Both original and reversed versions of our contract are deployed after passing checks on the length and the included opcodes. When we request a flag, the backend judges the two contracts with fixed and randomly generated test cases. Our contract should answer all test cases correctly to get a flag.
The First Step
By a careful inspection, we may realize that this challenge is a real coding challenge since the possible ways to call external contracts are forbidden. Besides, our contract’s length is limited to a maximum of 100 bytes.
How can we make our contract valid when executed in the reverse direction? A simple way is to palindrome it (i.e., s' = s[:-1] + s[::-1]
). As a result, only half of our contract is executed in both directions. From now on, we only need to focus only on the first half of our contract, whose length is at most 50 bytes long.

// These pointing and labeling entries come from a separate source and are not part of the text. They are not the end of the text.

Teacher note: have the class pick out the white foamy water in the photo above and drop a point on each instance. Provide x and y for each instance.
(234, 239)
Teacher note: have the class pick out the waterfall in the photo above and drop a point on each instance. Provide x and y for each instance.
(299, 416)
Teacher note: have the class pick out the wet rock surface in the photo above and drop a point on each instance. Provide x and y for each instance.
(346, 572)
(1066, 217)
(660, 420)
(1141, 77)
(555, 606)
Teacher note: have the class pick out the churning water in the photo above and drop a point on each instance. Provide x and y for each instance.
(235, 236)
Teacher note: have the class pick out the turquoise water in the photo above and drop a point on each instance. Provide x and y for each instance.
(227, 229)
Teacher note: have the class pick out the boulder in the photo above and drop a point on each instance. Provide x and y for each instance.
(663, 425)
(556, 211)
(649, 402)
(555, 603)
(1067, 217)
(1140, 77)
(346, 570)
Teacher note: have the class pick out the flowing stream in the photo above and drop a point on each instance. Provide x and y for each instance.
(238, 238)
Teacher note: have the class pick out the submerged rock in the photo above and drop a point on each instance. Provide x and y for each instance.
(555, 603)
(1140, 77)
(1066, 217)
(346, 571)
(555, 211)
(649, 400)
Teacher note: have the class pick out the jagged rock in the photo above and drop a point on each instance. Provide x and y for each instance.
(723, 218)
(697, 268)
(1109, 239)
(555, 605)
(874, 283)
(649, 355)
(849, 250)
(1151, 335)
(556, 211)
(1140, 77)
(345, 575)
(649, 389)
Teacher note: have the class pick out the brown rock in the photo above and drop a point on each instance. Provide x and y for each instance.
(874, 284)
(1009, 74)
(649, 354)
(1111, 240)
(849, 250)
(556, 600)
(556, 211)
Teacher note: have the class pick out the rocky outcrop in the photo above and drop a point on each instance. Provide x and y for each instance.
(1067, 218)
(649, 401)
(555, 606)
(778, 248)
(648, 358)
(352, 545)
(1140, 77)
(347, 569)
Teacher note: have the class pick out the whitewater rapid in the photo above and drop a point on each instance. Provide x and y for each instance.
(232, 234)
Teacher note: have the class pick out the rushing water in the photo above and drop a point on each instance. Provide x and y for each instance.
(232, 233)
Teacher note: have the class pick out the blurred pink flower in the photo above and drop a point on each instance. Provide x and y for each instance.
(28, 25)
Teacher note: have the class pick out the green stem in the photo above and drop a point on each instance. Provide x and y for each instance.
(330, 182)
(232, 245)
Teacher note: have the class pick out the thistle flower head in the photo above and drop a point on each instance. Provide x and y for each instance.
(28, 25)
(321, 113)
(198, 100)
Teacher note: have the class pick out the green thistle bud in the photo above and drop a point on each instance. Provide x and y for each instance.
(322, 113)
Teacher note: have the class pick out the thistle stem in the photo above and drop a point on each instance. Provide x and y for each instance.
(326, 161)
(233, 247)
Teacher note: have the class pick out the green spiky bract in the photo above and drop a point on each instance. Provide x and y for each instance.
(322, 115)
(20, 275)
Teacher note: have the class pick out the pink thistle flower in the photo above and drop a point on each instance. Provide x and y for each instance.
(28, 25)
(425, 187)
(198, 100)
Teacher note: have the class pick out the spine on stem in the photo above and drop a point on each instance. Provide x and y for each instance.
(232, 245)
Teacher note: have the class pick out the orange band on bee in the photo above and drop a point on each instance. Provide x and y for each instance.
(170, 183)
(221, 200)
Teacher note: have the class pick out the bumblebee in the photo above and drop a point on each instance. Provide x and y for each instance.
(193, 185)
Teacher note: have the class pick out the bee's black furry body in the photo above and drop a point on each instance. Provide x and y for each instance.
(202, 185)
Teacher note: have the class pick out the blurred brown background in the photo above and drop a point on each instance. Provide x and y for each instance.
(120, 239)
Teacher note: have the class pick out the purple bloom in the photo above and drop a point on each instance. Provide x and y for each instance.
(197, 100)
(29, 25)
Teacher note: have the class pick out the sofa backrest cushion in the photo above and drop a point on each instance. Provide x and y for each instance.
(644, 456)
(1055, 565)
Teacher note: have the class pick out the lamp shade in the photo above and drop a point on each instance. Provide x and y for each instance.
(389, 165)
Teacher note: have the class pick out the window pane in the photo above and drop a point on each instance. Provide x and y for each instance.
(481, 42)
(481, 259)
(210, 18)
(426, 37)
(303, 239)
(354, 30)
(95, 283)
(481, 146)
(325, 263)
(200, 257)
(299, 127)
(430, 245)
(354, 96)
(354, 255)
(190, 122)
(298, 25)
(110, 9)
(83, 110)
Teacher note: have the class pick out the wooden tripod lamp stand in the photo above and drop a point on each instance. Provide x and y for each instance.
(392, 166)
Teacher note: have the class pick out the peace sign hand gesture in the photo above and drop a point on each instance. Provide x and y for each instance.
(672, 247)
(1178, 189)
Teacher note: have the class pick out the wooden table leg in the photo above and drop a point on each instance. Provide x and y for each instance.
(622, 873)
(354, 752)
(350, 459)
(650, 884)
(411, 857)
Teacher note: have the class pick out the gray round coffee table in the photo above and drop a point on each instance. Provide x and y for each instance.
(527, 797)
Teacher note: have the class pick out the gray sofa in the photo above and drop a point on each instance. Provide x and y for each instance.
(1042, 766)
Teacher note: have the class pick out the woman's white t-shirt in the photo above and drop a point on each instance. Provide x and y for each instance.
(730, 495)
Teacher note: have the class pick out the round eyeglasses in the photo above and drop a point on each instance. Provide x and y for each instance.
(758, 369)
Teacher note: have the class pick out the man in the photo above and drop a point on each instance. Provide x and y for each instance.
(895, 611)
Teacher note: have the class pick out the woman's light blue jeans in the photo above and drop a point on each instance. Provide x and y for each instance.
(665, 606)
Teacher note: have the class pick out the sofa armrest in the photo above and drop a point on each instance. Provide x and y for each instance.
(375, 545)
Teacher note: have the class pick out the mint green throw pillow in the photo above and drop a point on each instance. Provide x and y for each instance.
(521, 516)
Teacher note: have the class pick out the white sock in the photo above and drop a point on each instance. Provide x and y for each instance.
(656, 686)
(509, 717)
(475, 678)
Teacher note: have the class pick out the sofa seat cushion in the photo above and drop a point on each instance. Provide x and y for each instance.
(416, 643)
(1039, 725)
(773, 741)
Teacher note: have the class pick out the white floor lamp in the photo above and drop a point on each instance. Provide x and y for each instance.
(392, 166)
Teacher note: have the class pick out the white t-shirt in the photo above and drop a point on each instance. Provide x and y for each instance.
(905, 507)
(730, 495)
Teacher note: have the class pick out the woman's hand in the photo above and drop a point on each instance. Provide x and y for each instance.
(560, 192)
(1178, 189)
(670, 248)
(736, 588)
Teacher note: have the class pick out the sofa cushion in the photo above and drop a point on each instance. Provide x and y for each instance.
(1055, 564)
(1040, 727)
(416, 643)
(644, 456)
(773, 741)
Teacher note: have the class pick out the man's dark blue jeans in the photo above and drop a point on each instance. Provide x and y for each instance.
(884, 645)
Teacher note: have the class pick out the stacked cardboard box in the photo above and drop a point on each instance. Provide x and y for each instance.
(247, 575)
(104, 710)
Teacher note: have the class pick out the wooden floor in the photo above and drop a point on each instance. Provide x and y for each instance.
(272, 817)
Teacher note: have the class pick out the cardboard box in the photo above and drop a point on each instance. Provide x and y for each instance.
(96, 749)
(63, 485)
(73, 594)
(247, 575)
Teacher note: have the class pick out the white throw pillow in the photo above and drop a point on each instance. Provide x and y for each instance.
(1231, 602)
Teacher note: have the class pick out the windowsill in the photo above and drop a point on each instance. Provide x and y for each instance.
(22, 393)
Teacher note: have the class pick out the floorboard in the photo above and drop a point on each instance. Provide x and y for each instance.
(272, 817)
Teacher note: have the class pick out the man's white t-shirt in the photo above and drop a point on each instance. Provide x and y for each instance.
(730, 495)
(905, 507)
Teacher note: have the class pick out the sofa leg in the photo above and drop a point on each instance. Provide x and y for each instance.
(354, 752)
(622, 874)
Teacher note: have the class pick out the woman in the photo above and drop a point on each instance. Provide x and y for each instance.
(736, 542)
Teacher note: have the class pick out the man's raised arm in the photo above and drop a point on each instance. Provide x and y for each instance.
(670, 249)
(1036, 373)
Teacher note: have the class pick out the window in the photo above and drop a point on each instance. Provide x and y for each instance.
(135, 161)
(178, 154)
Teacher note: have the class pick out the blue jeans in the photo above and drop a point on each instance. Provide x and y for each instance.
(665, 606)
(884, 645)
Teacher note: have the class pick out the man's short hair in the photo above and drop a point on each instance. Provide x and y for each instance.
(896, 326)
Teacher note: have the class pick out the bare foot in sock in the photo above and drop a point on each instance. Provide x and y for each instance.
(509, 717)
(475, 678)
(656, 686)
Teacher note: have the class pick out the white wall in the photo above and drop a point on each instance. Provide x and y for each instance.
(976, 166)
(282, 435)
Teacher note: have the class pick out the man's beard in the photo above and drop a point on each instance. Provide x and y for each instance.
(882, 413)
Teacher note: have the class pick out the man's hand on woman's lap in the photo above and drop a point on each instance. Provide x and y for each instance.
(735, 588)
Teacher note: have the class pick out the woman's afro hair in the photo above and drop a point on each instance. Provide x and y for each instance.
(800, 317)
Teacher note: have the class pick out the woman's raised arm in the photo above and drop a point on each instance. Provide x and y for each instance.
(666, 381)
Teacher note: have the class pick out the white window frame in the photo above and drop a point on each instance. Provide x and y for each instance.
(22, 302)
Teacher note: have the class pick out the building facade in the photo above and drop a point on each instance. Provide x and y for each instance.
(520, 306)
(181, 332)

First, let’s take a look at the official solution, which is the compiled bytecode (with the last 3 bytes discarded) from the following code written in Yul:
1 | { |
This code implements a straight-forward byte-by-byte comparison algorithm. Notice that after deploying the two contracts, 1 wei
is transferred to both of them to let the return value of selfbalance()
become 1. As for callvalue()
and returndatasize()
, they are always 0 afterwards.
Optimizing the Solution
Although the above implementation is good enough to solve this challenge, one may find space to improve by inspecting the EVM bytecode directly (e.g., redundant opcodes, stack elements re-arrangement). Let me show you the optimal solution I can figure out, which is 24 bytes long:
1 | pc instruction stack (top -> bottom) |
This piece of bytecode consists of 4 parts:
- Initialize
i
andsize
. - Increase
i
at the beginning of each loop. - Compare
s[i]
ands[size-1-i]
. If they are the same, continue. If not, jump to offset 0 to revert the transaction. - Jump to the beginning of the loop if
i+1<size
; otherwise, stop the execution.
For reference, below is the pseudocode with the same behavior as the bytecode.
1 | { |
Same as the official solution, we should transfer 1 wei
to both of the contracts after deploying them. Now, let me explain the tips I used to construct this solution.
Golfing in EVM Bytecode
Tip #1: Replace constants with environmental and block variables
This trick is applied to optimize the use of constants 0 and 1 in the official solution. As shown above, returndatasize()
and callvalue()
replace the constant 0, while selfbalance()
replace the constant 1. By this method, the use of 0 and 1 reaches the optimal of 1 byte for each use.
The reason for choosing returndatasize()
and selfbalance()
to replace the constants is that the former is always 0 (before any function calls), and the latter is usually controllable by us. Remember that the balance scale is calculated in wei
. Other variables such as chainid()
or number()
might also be exploited but are less useful in general.
Tip #2: Push once, duplicate multiple times
For other frequently-used constants that cannot be presented by an environmental or block variable, push them onto the stack (e.g., PUSH2 0x9453
) then duplicate them (e.g., DUP1
) whenever using them to save (at least) 1 byte for every additional use.
Tip #3: Take advantage of special opcodes
Use powerful opcodes such as ADDMOD
, MULMOD
, BYTE
to simplify arithmetic operations. For example, to get the first byte of x
, use byte(0, x)
instead of shr(248, x)
to save 1 byte. If there is no need to change the input data, consider pushing it onto the stack by calldataload
instead of calldatacopy
to the memory and then mload
to the stack.
Tip #4: Avoid POP by reusing the old copy of variables
We choose to increase i
by one (part 2) before indexing the input data (part 3) to avoid wasting the old copy. In normal cases, the compiler tends to pop out the old copy of a variable after updating it:
1 | 0010 DUP1 [i i size] |
However, making use of the old copy would let us save a POP
and a DUP
:
1 | 0010 DUP1 [i i size] |
Tip #5: Exploit execution error to revert the transaction
Instead of explicitly using the REVERT
opcode, an execution error in EVM has the same effect of reverting without any data returned. The most common way is by the byte fe
, also called the INVALID
instruction, which is only 1 byte long. If you want to revert based on a particular condition, use JUMPI
to jump to an offset that is not a JUMPDEST
to revert. See the 3rd part of the above bytecode as an example.
Misc
Actually, I didn’t come up with the above solution during the competition. I used a more complicated way to calculate the numerical difference between the first and second half of the input string, which even has a certain chance of failure.
By the way, there seems to be an easy unintended solution: return a hard-coded answer for the five fixed test cases (determined by the length of the input string), and guess for the randomly generated ones. The probability of success is to be 2^-10
, which is feasible to brute-force until success within only hours.